The frontier of borrowed biology
The interest in axolotl biology sits inside a broader push to extend the human body’s repair window. Silicon Valley has been pouring money into cell reprogramming as an anti-aging frontier, betting that the Yamanaka factors and related techniques can roll mature cells back to a younger state. The axolotl does this naturally, in a controlled and localized way, every time it loses a body part.
Comparative genomics studies have made clear that the relevant pathways are not entirely missing from mammals. They are silenced, fragmented, or repurposed. The salamander has kept them assembled.
Whether human medicine can borrow the schematic remains an open question. The 2026 SP8 work in mice was a partial regrowth of bone in a digit tip, not a regrown arm. The Hand2 work in Vienna explained how positional information is stored in salamander cells, not how to install that storage in human ones.

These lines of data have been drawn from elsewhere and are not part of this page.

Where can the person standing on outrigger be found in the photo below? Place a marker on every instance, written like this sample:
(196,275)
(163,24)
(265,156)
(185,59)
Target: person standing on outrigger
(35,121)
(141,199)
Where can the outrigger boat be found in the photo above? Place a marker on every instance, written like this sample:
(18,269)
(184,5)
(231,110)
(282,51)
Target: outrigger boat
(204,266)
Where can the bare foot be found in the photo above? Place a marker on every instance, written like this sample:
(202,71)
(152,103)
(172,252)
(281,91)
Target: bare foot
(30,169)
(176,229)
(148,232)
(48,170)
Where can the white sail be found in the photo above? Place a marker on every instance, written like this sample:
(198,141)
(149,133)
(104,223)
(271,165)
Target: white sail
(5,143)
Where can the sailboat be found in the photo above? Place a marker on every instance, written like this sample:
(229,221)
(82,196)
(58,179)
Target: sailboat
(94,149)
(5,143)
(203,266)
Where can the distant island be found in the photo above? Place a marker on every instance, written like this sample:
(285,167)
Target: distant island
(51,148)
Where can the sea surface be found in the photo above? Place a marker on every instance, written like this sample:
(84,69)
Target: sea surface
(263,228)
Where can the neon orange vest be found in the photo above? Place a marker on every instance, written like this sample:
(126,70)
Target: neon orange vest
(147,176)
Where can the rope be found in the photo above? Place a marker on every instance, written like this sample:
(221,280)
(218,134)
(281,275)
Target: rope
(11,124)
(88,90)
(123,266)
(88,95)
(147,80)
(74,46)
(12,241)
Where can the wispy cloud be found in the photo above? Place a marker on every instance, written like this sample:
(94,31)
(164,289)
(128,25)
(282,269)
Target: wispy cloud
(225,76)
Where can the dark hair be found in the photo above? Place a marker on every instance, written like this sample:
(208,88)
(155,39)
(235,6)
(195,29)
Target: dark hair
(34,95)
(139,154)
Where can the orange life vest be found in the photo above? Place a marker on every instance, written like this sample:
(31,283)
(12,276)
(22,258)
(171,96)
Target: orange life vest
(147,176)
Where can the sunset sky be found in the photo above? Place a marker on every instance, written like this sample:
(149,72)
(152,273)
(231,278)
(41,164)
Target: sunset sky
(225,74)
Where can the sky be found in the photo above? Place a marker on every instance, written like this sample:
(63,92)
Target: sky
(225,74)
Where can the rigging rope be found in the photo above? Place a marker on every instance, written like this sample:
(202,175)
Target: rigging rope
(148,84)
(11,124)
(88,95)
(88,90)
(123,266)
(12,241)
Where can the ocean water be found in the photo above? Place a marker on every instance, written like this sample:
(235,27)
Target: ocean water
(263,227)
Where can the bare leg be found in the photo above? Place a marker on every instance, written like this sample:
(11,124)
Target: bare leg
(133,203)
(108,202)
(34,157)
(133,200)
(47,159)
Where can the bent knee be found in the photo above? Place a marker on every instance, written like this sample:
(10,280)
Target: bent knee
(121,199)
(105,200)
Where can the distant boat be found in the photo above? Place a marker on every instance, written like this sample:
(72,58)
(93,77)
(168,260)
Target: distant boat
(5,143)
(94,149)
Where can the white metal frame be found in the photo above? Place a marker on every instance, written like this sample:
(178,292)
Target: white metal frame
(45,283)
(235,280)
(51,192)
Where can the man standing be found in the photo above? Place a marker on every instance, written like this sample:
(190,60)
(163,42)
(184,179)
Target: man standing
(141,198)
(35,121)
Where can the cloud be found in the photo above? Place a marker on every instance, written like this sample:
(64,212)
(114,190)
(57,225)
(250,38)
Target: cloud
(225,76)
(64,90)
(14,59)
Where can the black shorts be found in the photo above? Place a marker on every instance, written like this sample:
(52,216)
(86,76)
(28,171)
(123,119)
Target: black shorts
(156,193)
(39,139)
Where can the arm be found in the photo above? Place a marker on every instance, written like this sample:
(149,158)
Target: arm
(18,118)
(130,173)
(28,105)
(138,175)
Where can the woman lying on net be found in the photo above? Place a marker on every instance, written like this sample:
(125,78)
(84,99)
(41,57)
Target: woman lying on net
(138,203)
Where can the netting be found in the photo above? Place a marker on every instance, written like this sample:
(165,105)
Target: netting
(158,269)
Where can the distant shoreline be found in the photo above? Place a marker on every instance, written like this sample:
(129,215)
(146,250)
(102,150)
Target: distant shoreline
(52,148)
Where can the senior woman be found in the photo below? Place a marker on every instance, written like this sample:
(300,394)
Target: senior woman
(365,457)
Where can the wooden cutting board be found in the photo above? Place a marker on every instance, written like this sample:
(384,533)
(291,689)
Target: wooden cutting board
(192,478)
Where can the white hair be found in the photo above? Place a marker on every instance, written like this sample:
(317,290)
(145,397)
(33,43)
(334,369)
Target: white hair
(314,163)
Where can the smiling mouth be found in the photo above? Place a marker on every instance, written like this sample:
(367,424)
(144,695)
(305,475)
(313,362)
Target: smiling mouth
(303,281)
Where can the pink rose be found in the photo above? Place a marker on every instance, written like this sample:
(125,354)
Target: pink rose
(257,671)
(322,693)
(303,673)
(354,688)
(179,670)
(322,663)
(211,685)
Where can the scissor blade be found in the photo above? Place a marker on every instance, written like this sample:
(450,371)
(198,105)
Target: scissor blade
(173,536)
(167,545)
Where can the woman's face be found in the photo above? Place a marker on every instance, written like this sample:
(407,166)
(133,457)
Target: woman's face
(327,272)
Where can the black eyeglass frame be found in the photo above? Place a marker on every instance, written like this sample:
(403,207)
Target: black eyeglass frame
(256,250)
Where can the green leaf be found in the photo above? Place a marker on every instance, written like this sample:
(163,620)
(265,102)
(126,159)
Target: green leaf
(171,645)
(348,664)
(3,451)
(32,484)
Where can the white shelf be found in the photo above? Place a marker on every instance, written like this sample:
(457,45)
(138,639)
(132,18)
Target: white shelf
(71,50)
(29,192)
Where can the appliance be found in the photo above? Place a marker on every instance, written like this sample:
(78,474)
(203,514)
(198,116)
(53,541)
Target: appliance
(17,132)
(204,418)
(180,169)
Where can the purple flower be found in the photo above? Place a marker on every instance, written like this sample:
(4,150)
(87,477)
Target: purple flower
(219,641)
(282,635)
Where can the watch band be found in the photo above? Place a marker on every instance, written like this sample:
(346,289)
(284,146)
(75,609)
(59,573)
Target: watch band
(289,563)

The animal that doesn’t quite grow up
Axolotls keep their feathery external gills throughout adulthood, a trait called neoteny. They never undergo the metamorphosis that other salamanders go through. They reach sexual maturity while still in what looks, anatomically, like a larval form. It is tempting to draw a connection between this arrested development and the regenerative capacity, as if the animal stays close enough to its embryonic biology to keep the toolbox open.
An adult axolotl in a Vienna tank, missing a foreleg from a tankmate squabble three weeks earlier, will already have a translucent bud at the stump. Inside that bud, cells are doing something a human body has not done since the first month after conception. Bone is being patterned. Nerves are being routed. A thumb is being decided on.
The bud is roughly the size of a grain of rice. In four months, it will be a leg.